Week 7¶

In previous lessons, we covered how to encode data in different formats and the basics of different query languages. Now, we will discuss how to handle distributed datasets by replicated data across multiple nodes and partitioning data.

Objectives¶

After completing this week, you should be able to:

Compare and contrast different data replication strategies and discuss their advantages and disadvantages
Implement basic data partitioning paradigms using Python and Parquet
Describe how partitioning and replication affects data queries

Readings¶

Read chapters 5 and 6 in Designing Data-Intensive Applications

Weekly Resources¶

Assignment 7¶

Assignment 7.1¶

In this part of the assignment, you will partition a dataset using different strategies. You will use the routes.parquet dataset you created in a previous assignment. For this dataset, the key for each route will be the three-letter source airport code concatenated with the three-letter destination airport code and the two-letter airline. For instance, a route from Omaha Eppley Airfield (OMA) to Denver International Airport (DEN) on American Airlines (AA) has a key of OMADENAA.

a.¶

Start by loading the dataset from the previous assignment using Pandas's read_parquet method. Next, add the concatenated key then using Panda's apply method to create a new column called key. For this part of the example, we will create 16 partitions so that we can compare it to the partitions we create from hashed keys in the next part of the assignment.
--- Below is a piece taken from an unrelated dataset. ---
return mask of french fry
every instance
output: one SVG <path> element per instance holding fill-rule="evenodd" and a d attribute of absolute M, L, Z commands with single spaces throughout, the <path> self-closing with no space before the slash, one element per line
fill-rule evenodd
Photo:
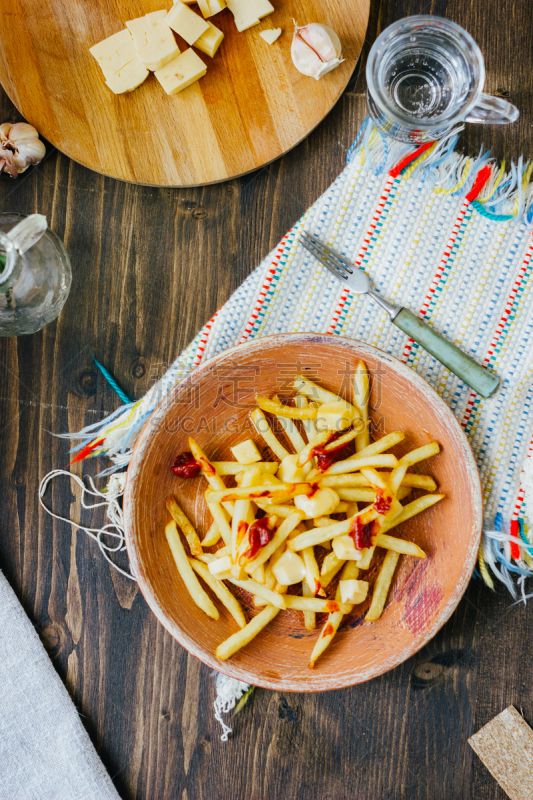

The partitions are determined by the first letter of the composite key using the following partitions.

    partitions = (
        ('A', 'A'), ('B', 'B'), ('C', 'D'), ('E', 'F'),
        ('G', 'H'), ('I', 'J'), ('K', 'L'), ('M', 'M'),
        ('N', 'N'), ('O', 'P'), ('Q', 'R'), ('S', 'T'),
        ('U', 'U'), ('V', 'V'), ('W', 'X'), ('Y', 'Z')
    )

In this case ('A', 'A') means the folder should contain all of the routes whose composite key starts with A. Similarly, ('E', 'F') should contain routes whose composite key starts with E or F.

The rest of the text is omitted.